There are many reasons for an appraisal, including:
- Mortgage financing
- Corporate relocations
- Accounting matters
- Estate settlements
- Land development
You may also need an appraisal for:
- Divorce settlements
- Cases needing in-court expert witnesses
An appraiser should be used whenever a value of property is required to be professional, accurate and unbiased. Real estate appraisers may also provided consulting services that can help you evaluate an investment or a land development project.
What is “market value”?
Market value is the probable price that a property should sell for in an open and competitive market.
The Canadian Uniform Standards of Professional Appraisal Practice (CUSPAP) defines market value as:
The most probable price which a property should bring in a competitive and open market as of the specified date under all conditions requisite to a fair sale, the buyer and the seller each acting prudently and knowledgeably, and assuming the price is not affected by undue stimulus.
How does an appraiser come up with a value?
The market value estimate is determined through one or more independent tests of value, which measure property’s cost, income productivity and saleability of a property. The three most frequently used methods are known as the:
- Direct comparison approach
- Income approach
- Cost approach
Direct comparison approach
Typically, a single-family residential property will be valued by direct comparison, whereby its value is estimated by comparison to the sales of similar properties that have sold recently in the local market. The cost approach often lends support to the valuation, particularly for properties with newer homes.
The income approach is frequently used for multi-tenant residential, commercial or industrial properties, with the valuation based primarily on the income-generating capability of the property. Usually, the income return on the property is estimated together with the potential return of the investment. Both the cost and direct comparison approaches may provide additional support to the valuation.
The cost approach to value is premised on the principle of substitution, which affirms that the value of a property that is replaceable tends to be set by the cost of acquiring an equally desirable substitute property. In essence, a prudent purchaser would not be expected to pay more for a property than the cost to reproduce it at some other like location.
Where does an appraiser get market information from?
We get our market information from various reliable third-party sources, including municipal offices, local real estate boards’ Multiple Listing Services (MLS), Alberta Land Titles, commercial data bases, property owners, realtors and our own files.
Who owns the appraisal report?
The appraisal report is owned by you, the client. The Canadian Uniform Standards of Professional Appraisal Practice (CUSPAP) defines the client as:
The party or parties who engage an appraiser in a specific assignment.
In other words, our client is the individual who orders (or requests) the appraisal, regardless of who is paying for the report. The Appraisal Standards require client confidentiality and unfortunately, only the client/party or parties who engaged the appraiser for the specific assignment are privy to the appraisal report.

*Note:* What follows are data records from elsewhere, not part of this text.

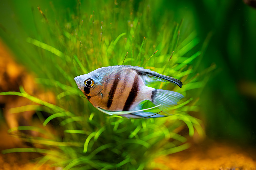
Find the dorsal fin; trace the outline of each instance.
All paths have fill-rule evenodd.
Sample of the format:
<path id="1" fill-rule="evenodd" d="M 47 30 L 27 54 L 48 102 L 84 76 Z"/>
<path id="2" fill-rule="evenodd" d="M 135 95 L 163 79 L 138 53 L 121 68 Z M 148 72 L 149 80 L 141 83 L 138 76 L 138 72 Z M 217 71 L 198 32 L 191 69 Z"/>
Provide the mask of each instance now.
<path id="1" fill-rule="evenodd" d="M 139 67 L 133 66 L 122 66 L 129 67 L 131 69 L 137 72 L 139 75 L 142 75 L 145 83 L 150 83 L 155 81 L 160 81 L 163 82 L 170 82 L 176 84 L 180 87 L 182 87 L 182 83 L 179 80 L 175 79 L 172 77 L 165 76 L 159 74 L 155 71 L 149 69 L 146 69 L 142 67 Z"/>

However, the client can release a copy of the report to the property owner if their own company policy permits. This can happen when a bank orders an appraisal on behalf of the property owner. The bank is our client, and the property owner is referred to as the applicant. The appraisal is released only to our client (the bank), regardless of who pays for the appraisal.
Do you need special training to be an appraiser?
Yes. In fact, to become a candidate member of the Appraisal Institute of Canada (AIC), you must have a degree from a recognized post-secondary institution. AIC’s primary education partner is the Real Estate Division (RED) of the Sauder School of Business, University of British Columbia. The Canadian Residential Appraiser (CRA) designation requires eight courses through RED and the Accredited Appraiser Canadian Institute (AACI, P.App) designation requires sixteen courses. Both designations also require a minimum of two years’ working experience under the mentorship of a designated member, and completion of a number of workshops and seminars provided by the AIC.